I tried a similar kind of approach for urban outreach with my book “Rise, Rise, Rise: A Simple Guide to Escaping Poverty” http://smile.amazon.com/Rise-Simple-Guide-Escaping-Poverty/dp/1481802488/
To do speak to the end-user I had to speak a completely different non-academic language. But in essence it was mostly just the value system of historic Protestantism.
I was inspired to do this after an email exchange with professor Harrison.
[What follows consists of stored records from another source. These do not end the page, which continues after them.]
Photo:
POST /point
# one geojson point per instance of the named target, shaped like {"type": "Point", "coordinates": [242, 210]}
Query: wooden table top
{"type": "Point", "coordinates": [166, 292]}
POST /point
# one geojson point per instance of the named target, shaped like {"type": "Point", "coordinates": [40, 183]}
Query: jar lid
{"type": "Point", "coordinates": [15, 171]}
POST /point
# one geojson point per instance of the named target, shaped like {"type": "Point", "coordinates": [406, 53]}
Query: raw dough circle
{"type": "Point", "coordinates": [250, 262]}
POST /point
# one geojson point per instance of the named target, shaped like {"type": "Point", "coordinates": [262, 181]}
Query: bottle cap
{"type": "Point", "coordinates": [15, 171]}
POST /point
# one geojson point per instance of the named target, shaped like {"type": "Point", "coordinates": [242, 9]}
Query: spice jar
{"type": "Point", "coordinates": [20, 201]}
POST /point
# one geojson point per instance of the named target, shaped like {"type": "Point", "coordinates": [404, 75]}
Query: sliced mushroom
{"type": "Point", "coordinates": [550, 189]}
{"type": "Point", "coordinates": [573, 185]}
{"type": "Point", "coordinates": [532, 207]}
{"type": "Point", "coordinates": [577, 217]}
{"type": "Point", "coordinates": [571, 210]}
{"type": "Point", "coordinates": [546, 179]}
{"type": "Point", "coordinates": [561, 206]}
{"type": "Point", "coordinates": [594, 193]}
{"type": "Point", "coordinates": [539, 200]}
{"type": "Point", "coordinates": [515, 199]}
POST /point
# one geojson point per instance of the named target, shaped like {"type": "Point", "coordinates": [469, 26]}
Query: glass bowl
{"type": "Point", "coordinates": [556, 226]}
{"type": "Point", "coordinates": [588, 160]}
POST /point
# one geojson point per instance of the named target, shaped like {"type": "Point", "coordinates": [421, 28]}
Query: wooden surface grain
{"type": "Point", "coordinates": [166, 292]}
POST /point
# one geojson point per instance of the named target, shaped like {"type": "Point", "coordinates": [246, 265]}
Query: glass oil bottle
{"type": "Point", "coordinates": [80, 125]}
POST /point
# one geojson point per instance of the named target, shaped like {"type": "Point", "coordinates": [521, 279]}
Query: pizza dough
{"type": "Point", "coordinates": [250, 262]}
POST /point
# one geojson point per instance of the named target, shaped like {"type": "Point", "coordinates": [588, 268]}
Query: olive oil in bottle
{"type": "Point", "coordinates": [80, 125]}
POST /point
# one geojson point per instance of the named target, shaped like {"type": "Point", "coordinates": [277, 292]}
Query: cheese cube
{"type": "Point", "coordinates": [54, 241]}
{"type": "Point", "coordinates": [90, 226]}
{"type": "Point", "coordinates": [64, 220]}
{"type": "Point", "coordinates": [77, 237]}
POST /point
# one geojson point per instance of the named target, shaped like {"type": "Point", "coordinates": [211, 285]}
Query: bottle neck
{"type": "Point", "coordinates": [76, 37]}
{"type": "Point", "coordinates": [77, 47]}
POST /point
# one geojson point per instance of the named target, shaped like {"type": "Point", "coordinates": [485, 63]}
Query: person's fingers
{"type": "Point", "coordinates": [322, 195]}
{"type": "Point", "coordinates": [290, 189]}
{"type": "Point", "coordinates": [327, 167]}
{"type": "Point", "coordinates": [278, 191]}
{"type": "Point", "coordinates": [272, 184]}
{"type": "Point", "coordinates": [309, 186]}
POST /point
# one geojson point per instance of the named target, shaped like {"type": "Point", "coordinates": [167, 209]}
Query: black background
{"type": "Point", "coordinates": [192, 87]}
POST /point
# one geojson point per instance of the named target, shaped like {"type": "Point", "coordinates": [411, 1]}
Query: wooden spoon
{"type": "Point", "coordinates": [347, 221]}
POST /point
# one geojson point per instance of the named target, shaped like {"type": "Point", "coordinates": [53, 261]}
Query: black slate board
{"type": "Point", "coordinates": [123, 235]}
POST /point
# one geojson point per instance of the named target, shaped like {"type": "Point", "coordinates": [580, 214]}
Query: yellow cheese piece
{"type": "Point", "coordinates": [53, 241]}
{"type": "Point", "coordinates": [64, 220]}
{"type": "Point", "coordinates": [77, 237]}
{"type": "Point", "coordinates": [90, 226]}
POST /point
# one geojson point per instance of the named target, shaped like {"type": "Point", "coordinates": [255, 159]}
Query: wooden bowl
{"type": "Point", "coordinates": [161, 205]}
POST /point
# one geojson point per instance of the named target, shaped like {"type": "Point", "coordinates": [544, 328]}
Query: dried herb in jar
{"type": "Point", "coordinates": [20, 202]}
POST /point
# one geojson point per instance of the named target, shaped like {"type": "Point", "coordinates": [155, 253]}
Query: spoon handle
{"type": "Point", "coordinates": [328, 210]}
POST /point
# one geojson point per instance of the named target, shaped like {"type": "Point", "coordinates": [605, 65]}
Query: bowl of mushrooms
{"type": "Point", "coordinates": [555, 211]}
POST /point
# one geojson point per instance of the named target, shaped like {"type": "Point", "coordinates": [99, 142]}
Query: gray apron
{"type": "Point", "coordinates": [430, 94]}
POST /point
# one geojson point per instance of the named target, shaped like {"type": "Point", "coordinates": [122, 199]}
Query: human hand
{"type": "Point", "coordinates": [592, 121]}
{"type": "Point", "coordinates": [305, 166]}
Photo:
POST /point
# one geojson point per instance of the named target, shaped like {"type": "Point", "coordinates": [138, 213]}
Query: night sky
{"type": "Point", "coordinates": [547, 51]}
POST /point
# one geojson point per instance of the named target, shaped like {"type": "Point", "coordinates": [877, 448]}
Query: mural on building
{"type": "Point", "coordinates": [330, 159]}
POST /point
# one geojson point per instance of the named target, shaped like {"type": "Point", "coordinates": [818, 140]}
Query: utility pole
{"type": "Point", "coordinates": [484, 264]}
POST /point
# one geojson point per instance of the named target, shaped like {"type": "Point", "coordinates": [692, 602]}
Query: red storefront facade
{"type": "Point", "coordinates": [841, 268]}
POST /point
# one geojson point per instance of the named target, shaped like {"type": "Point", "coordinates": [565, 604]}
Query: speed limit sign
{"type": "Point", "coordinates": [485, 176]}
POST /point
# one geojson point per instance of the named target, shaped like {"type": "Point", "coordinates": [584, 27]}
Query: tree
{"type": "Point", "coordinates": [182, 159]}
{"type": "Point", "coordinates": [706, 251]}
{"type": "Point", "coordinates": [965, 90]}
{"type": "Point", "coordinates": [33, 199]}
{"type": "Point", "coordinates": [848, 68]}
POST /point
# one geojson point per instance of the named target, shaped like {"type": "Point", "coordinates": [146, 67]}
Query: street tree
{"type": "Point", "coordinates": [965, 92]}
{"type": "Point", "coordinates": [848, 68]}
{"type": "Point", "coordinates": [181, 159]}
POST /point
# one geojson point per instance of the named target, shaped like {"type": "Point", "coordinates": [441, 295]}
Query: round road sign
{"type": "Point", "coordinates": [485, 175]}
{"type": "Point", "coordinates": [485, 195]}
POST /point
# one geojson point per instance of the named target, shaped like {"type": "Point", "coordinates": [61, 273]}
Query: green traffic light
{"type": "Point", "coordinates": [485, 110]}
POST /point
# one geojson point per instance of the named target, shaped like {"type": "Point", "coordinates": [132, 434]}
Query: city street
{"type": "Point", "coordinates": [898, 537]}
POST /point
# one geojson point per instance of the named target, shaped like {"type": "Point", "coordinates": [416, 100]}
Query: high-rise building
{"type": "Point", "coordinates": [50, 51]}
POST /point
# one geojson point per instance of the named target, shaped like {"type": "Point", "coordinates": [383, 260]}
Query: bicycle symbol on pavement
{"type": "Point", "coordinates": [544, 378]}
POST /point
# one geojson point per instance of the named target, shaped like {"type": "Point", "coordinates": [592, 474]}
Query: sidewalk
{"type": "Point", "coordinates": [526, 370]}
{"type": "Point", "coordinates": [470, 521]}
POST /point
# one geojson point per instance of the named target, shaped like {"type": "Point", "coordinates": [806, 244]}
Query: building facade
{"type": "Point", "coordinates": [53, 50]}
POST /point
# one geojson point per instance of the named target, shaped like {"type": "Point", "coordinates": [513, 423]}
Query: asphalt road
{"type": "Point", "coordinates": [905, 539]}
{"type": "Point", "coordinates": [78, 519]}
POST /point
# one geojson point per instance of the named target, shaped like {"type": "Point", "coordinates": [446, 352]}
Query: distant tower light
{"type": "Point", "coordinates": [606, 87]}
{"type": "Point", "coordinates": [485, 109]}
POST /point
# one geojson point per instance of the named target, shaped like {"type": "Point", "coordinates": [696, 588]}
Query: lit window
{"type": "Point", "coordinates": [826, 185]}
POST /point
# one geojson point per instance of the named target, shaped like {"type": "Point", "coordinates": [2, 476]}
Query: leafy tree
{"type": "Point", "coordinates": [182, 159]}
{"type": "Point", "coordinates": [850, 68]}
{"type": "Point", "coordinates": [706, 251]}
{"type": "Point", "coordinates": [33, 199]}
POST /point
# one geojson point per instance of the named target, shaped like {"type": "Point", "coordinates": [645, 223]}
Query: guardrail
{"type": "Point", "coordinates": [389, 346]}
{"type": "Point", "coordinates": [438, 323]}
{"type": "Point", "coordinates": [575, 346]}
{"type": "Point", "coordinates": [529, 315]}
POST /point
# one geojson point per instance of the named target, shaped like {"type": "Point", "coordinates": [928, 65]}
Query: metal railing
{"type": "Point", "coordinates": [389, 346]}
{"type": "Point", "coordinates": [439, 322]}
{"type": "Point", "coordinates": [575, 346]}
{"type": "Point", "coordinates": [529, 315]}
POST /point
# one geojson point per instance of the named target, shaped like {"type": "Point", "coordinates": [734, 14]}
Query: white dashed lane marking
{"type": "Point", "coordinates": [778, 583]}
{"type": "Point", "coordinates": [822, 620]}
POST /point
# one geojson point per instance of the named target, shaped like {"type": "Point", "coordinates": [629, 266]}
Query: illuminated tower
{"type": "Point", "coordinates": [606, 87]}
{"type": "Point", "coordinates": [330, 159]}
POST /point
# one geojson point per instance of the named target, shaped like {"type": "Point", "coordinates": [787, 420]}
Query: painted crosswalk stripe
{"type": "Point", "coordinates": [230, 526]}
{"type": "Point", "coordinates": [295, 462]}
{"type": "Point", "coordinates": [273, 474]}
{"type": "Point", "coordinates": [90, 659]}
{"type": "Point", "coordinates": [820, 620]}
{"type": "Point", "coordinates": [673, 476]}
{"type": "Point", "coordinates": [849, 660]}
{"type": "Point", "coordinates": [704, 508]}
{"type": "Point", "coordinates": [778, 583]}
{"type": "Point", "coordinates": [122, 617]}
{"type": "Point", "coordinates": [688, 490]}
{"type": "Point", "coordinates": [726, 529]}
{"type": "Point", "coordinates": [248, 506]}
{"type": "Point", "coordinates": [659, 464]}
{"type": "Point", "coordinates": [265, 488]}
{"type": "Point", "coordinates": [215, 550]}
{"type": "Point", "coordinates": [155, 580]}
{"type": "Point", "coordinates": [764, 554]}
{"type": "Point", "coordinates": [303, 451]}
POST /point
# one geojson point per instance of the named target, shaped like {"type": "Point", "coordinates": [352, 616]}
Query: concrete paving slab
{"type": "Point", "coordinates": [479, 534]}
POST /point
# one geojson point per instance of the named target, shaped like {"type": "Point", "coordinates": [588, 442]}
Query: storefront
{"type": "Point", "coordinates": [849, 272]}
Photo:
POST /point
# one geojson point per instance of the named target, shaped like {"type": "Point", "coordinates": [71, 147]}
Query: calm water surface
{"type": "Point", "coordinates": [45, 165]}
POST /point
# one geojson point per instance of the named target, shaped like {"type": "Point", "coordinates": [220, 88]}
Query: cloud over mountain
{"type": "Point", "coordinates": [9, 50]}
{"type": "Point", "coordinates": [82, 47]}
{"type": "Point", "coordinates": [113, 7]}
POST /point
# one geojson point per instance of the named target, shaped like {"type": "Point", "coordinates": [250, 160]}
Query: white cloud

He mentioned his work and connection with Harold Caballeros, who I think is a pretty amazing model of what the 21st century church may look like.
adminMay 19, 2015 - 5:43 am
Will, thanks for reading. Glad you enjoyed the piece. Actually, we have done what you suggested. The first book I wrote is entitled Discipling Nations: the Power of Truth to Transform Culture. Here is the link to it on Amazon: http://www.amazon.com/Discipling-Nations-Power-Transform-Cultures/dp/1576582485. If this is a key interest of yours, you can find a lot of other resources at the Disciple Nations Alliance (DNA) website http://www.disciplenations.org/. See particularly the resource tab.
Will RiddleMay 19, 2015 - 9:47 am
Darrow, Thanks for the response. Yes, I do have your book, which I know deals a lot at the highest worldview level. The practical matter of changing the cultural operating system, even once a group has become Christian and embraced a Biblical worldview, generically speaking, is the challenge I’m most interested in. Looks like from the resources page you have done some workbooks to cover more of that space.
adminMay 19, 2015 - 12:40 pm
Will, yes there are other resources. Our partner organization Harvest Foundation has developed world class Bible study materials that prepare pastors to prepare their churches to work wholistically with their own resources to help develop their communities. Also Reconciled World, another DNA partner, has developed a very effective grassroots training program called Truth Transforming Communities. You can connect with both organizations from our website.
Will RiddleMay 19, 2015 - 6:36 pm
Thanks. The TCT thing looks very exciting and very much along the lines of what I was thinking. Reviewing it makes me wonder how well these concepts would port to cultural change inside the prison system.
adminMay 19, 2015 - 6:49 pm
You could contact Anna and Nam Ho who lead this effort. I am sure they would be open to talking with you. I know they are beginning seed this work in the urban USA.